CORDOVE, Ill. — It’s finally here.
The 66th Annual O’Reilly Auto Parts World Series of Drag Racing kicks off Friday bright and early, with gates opening to spectators at 8 a.m.
Racers and vendors flooded Cordova International Raceway (CIR) Wednesday morning, filling up the concourses and the campground in preparation for the area’s biggest motor event.
And it just so happened to be a gorgeous August day at that.
“We’re so excited,” CIR president Dominic Blasco said. “You can expect, with the great weather that we’re having … we’ll have 25,000 people on the grounds.”
Some of those included past champions Del Worsham and Bruce Litton. Worsham has been to the World Series six times, and keeps coming back.
“I first started coming here in the mid-2000’s. The crowds here were outstanding and I kind of saw what it was all about,” Worsham said. “To be from Southern California and to get to come out here and compete at this event is pretty special.”
Just because it’s a smaller venue doesn’t mean the pros don’t want to race this particular stretch. In fact, in weather like this you can expect records to fall and cars to be hitting top speeds.
“The track surface is just about as good as anywhere we race,” Worsham said. “We come here and it’s not like we have to slow our car down. We can run as fast here as we run our next. Coming here helps out with the tuning of the car, making sure everything is up to speed and put on a show for the fans.”
Worsham has been World Series champion a handful of times since coming to this event. As part of the main show with the Nitro Funny Cars, winning is nothing he takes lightly.
“It’s one of the things I bring up on my resume,” Worsham said. “I come here every year, make sure I’m prepared and perform the best I can to win. I’m sure my competition feels the same way.”
Litton has been back at the event time and again as well. His favorite part about it is it’s rich history, especially in the heart of Illinois.
“It’s the oldest drag race, and the nostalgic part of it makes it worth coming,” Litton said. “The fans here are really involved and makes it fun to come. It’s just a great atmosphere.”
Racing a Top Fuel Dragster, Litton says the competition that comes to each annual race is nothing to look past. It’s part of what makes racing at CIR exciting for the racers and the fans.
“Generally, everyone who comes here is pretty well known and they’ve had a lot of success,: Litton said. “If you race against someone who’s had success it brings the best out in you. You go out, put your best foot forward and put on a good show and that’s what makes it fun.”
Tickets, which can be purchase at O’Reilly Auto Parts locations, are still available as are new VIP seats where you can get an up close and personal view of each matchup.
When the main shows begin on Friday and Saturday, it will be wall to wall people at the track in the middle of rural Illinois.
“These cars are unbelievably fast and unbelievably powerful,” Litton said. “There’s so much adrenaline by the time you get to the starting line.”

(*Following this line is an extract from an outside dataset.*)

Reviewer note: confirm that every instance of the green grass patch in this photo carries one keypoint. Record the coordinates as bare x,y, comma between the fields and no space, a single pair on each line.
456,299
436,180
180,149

Everything from the rumble of the engines to the smell of the nitro excited, and there is a buzz and adrenaline that racers know, even from the safety of their race car.
“I definitely look at the crowd and you can tell people are excited,” Worsham said about being on the starting line. “People spend their hard earned money to come here, you want to put on a good show. Everyone’s eyes are burning, you can see people teared up, feel the ground shaking and fire shooting out of the pipes, and we’re going over 300 miles per hour. I just want to put on a show and give people the experience they expect.”
And when the tree hits green and the cars take off, it’s not just a visual treat for fans. Like Litton stated: it’s a sport you can see, taste, smell and feel.
“It heightens all your senses,” Litton said. “And if you’ve never been around one of these cars and they’re going down the track, it feels almost like they’re trying to rotate the earth.”